The game had lost its biggest star. Ronaldo’s early departure sucked the enthusiasm out of the crowd and the atmosphere, which was festive pregame, then loud and passionate before the injury.
The roar returned briefly in the 33rd minute when France’s Moussa Sissoko produced a sharp turn and fierce diagonal shot that Patricio parried out.

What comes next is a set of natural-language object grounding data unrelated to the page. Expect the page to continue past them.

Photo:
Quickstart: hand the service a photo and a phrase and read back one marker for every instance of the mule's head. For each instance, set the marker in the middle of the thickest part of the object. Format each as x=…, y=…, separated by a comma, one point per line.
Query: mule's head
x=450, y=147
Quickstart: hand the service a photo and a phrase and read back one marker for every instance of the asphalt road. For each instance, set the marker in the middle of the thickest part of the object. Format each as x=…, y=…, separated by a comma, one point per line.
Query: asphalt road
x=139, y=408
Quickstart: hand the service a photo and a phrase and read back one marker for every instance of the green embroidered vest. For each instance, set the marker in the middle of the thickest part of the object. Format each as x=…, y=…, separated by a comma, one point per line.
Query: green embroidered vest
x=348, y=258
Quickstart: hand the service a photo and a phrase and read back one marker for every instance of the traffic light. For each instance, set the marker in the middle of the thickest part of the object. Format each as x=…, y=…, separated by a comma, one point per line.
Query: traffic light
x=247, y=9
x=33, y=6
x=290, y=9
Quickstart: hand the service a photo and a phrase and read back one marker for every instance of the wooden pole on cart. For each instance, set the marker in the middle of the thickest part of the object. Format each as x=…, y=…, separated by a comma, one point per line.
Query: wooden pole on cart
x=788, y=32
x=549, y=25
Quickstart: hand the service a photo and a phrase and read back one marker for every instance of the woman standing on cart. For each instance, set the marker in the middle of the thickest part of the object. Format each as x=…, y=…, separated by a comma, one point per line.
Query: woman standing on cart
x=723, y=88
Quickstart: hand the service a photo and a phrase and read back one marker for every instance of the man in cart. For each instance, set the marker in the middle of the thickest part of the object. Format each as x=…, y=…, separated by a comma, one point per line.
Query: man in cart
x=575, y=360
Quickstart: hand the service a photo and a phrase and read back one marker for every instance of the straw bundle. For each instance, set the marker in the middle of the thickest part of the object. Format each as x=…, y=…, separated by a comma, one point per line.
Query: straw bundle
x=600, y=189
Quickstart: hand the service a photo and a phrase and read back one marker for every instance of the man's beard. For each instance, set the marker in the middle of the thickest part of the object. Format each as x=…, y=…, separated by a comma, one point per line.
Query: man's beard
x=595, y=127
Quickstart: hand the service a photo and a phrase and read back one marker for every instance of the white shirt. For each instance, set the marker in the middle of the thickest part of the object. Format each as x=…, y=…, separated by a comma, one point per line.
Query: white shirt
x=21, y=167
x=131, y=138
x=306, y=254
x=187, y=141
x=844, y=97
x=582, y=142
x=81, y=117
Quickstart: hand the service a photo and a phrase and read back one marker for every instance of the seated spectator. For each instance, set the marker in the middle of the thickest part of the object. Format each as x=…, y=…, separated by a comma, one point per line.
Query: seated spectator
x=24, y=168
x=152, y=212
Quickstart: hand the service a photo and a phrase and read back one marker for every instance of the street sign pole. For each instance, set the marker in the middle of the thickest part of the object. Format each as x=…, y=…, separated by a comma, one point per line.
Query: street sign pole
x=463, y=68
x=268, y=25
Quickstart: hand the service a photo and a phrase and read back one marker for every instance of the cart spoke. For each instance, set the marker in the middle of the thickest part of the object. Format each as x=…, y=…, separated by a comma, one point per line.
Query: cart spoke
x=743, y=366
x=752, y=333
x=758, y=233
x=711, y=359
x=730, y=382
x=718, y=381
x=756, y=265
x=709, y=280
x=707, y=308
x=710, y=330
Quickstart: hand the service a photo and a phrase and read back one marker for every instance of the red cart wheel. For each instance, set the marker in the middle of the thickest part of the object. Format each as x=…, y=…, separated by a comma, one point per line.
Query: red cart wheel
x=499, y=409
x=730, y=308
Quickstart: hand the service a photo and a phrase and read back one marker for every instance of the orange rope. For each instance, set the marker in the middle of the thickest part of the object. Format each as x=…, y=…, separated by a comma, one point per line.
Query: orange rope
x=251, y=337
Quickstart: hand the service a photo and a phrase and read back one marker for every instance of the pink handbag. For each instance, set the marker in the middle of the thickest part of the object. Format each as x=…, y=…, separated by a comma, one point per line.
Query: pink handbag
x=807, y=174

But the injury delays had broken up the momentum of France’s earlier attacking dominance.
With France making a stuttering start to the second half, Deschamps brought on speedy 19-year-old Kingsley Coman for Payet, who left the field to predictable booing from the Portuguese supporters.
But for all its possession, France was lacking an edge to its play.
Portugal grew in belief, and France goalkeeper Hugo Lloris was forced into a double-save in the 80th minute when he had to stretch to keep out a looping effort from Nani and then deal with Ricardo Quaresma’s acrobatic reaction to the rebound.
Then in extra time, Gignac turned free of Pepe, and his left-footed shot beat Patricio but struck the post.
Ronaldo reappeared between the extra periods, wearing a bandage around his left knee, to offer encouragement for his teammates.
But the biggest drama came after the restart.
First, Raphael Guerreiro curled a free kick against the crossbar, and then Eder, showing great strength to fend off Laurent Koscielny, charged goalward and hit a long-range shot, earlier than Lloris may have expected, low into the bottom corner.
Eder was the hero, but still it was Ronaldo’s name the Portuguese fans were singing in the closing minutes before a night of celebration began.
For France, it was hard to take.
“It is very cruel,” Deschamps said. “It came down to very fine margins. We struck the post at the end. Losing like that is very tough, but I won’t forget our journey here.”